Remove sections based on duplicate first line

ahmedwaseem2000 · January 16, 2015, 4:03am

Hi,

I have a file with many sections in it. Each section is separated by a blank line.
The first line of each section would determine if the section is duplicate or not.
if the section is duplicate then remove the entire section from the file.

below is the example of input and output. Wherein, the lines starting with *& is the first line and there are 2 sections with the same first line. I need to delete one of them.

Input:
*& abc def
1
2
3
4
5

*& cde efg
1
2
3

*& abc def
1
2
3
4
5

Output:
*& cde efg
1
2
3

*& abc def
1
2
3
4
5

Thanks for your help!!

disedorgue · January 16, 2015, 4:29am

Hello,
If order out of sections is not important, with (gnu) awk:

awk 'BEGIN{RS='\n\n'};{A[$0]=1};END{for (h in A) print h,"\n"}' file

Regards.

RudiC · January 16, 2015, 5:50am

That works if DOS <CR> line terminators are removed from the input file. Try also

awk '/^\*\&/ {STOP=($0 in T); T[$0]} /^ *$/ {STOP=0} !STOP' file

ahmedwaseem2000 · January 16, 2015, 3:14pm

Thanks for your help. your code worked fine. I had already tried similar code but the difference was I didn't set RS, and instead of A[$0] =1 I assigned A[$0]=$0 and the array was getting jumbled up. Do you know the reason?

Rudic - I dont quite understand this code. can you please help me understand?

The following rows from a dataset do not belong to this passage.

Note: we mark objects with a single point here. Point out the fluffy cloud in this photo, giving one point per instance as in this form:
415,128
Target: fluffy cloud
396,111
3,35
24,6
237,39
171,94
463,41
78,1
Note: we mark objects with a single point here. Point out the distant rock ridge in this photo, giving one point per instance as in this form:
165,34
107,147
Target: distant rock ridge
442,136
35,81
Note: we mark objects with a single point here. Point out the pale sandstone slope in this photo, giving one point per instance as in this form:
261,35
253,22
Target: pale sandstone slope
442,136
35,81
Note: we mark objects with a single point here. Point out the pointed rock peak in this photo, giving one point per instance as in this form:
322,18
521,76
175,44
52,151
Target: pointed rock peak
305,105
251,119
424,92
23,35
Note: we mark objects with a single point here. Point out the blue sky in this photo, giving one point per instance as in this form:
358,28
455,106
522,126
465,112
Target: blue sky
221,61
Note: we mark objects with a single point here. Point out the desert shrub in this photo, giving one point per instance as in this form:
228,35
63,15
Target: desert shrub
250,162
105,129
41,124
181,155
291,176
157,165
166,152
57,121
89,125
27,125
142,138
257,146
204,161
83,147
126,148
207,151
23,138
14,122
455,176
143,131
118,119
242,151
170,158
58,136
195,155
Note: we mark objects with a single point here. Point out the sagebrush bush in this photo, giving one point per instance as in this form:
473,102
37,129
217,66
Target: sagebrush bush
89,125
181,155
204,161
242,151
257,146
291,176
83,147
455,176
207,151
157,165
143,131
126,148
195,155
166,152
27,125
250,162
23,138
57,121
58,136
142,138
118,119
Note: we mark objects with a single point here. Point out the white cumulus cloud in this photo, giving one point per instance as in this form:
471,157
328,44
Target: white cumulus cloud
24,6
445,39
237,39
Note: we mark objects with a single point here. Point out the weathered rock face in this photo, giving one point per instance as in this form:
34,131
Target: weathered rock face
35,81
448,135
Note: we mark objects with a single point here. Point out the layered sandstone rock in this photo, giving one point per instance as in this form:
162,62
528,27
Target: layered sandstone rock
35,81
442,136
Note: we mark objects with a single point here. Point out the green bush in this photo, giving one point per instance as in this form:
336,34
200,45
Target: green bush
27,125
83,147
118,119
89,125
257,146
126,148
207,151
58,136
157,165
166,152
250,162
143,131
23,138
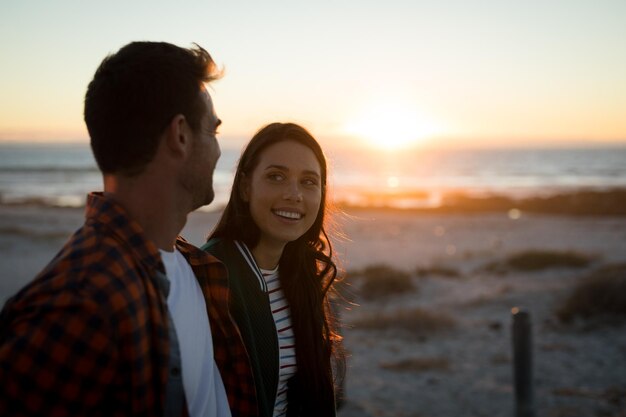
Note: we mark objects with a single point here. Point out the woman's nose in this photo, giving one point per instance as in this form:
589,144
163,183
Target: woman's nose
293,192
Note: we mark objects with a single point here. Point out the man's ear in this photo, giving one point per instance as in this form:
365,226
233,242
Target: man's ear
178,135
244,188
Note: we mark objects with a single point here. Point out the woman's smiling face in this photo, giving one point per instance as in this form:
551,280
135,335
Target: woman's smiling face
284,192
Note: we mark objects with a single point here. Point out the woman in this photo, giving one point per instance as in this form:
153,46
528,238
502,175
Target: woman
272,240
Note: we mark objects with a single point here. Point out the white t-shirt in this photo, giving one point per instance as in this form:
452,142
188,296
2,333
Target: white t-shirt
204,389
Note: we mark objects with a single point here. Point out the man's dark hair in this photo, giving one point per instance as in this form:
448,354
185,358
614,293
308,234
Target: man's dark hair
134,95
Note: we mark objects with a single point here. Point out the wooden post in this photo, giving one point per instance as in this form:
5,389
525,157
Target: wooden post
522,364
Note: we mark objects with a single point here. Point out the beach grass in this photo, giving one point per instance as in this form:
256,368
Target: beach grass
601,293
539,260
437,271
418,365
415,322
382,281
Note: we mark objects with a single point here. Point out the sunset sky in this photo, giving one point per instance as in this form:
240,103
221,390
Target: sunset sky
389,74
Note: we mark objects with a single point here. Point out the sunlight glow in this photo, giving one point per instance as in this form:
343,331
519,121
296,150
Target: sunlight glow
391,127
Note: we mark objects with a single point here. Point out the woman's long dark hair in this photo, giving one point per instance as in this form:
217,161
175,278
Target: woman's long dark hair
307,272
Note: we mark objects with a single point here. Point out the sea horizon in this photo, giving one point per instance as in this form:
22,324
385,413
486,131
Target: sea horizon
62,173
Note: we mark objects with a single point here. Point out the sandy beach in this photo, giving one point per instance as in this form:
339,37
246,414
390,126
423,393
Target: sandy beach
457,270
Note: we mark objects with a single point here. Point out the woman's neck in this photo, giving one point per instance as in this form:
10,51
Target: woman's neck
267,256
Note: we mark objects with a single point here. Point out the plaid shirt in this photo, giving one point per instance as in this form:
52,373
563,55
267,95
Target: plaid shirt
89,336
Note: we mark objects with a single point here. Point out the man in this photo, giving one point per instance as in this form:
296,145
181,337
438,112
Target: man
128,319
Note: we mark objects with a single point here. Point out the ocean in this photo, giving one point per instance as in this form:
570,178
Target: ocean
62,174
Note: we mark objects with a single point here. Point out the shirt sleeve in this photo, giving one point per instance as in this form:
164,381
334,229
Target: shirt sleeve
57,355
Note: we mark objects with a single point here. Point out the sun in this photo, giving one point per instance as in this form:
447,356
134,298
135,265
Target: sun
391,127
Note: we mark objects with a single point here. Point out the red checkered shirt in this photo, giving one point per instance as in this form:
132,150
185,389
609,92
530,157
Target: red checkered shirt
89,336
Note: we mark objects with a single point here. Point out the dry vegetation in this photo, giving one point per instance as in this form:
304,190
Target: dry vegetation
538,260
381,281
601,293
418,365
438,271
415,322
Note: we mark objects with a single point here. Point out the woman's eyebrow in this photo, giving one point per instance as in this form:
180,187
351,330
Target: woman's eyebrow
284,168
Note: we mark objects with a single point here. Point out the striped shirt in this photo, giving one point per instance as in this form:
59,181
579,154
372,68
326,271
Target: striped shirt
269,283
286,340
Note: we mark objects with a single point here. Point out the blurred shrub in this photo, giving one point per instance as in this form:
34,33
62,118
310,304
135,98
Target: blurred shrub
601,293
537,260
439,271
415,322
380,281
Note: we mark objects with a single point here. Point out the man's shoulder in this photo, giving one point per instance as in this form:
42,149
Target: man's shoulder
218,247
92,262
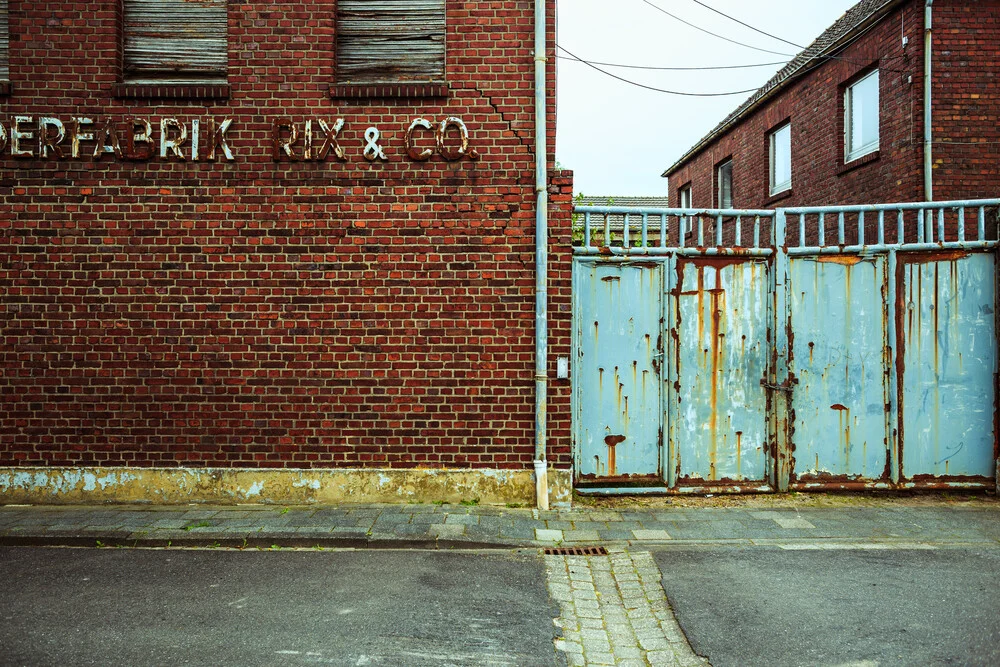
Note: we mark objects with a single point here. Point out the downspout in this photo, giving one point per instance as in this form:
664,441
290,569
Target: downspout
541,263
928,131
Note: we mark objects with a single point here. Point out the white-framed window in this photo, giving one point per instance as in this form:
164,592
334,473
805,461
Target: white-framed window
175,41
684,196
684,201
861,116
781,159
388,41
724,184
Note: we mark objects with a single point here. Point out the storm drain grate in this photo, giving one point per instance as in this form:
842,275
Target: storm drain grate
576,551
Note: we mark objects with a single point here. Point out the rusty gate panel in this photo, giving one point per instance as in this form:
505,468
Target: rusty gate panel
948,365
718,356
618,411
839,315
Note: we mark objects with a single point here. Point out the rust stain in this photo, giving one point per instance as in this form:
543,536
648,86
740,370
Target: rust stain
717,303
612,441
845,260
901,308
739,454
936,256
935,308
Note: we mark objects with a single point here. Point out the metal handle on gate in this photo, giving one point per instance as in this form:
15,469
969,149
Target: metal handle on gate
784,386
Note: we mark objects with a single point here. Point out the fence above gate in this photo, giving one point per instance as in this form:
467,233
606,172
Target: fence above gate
863,337
626,231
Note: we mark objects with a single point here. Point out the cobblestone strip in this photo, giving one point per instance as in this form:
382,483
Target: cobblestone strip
613,611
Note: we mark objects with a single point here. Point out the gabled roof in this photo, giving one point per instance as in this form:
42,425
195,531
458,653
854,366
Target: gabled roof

awk '/^\*\&/ {STOP=($0 in T); T[$0]} /^ *$/ {STOP=0} !STOP' file4

Thank you both for your help!!

RudiC · January 16, 2015, 3:20pm

awk '/^\*\&/ {STOP=($0 in T)            # if header (identified by *&) is known, stop the printing
              T[$0]                     # remember the header line next time
             } 
     /^ *$/  {STOP=0}                   # empty line: reenable printing
     !STOP                              # use default action: print, if NOT STOPped
    ' file

disedorgue · January 16, 2015, 3:50pm

By default, Record Separator is one '\n' that represent end of line, if RS is set to '\n\n', for awk, one record (line) is terminate by '\n\n'.
With this way, one line is one section.

Regards.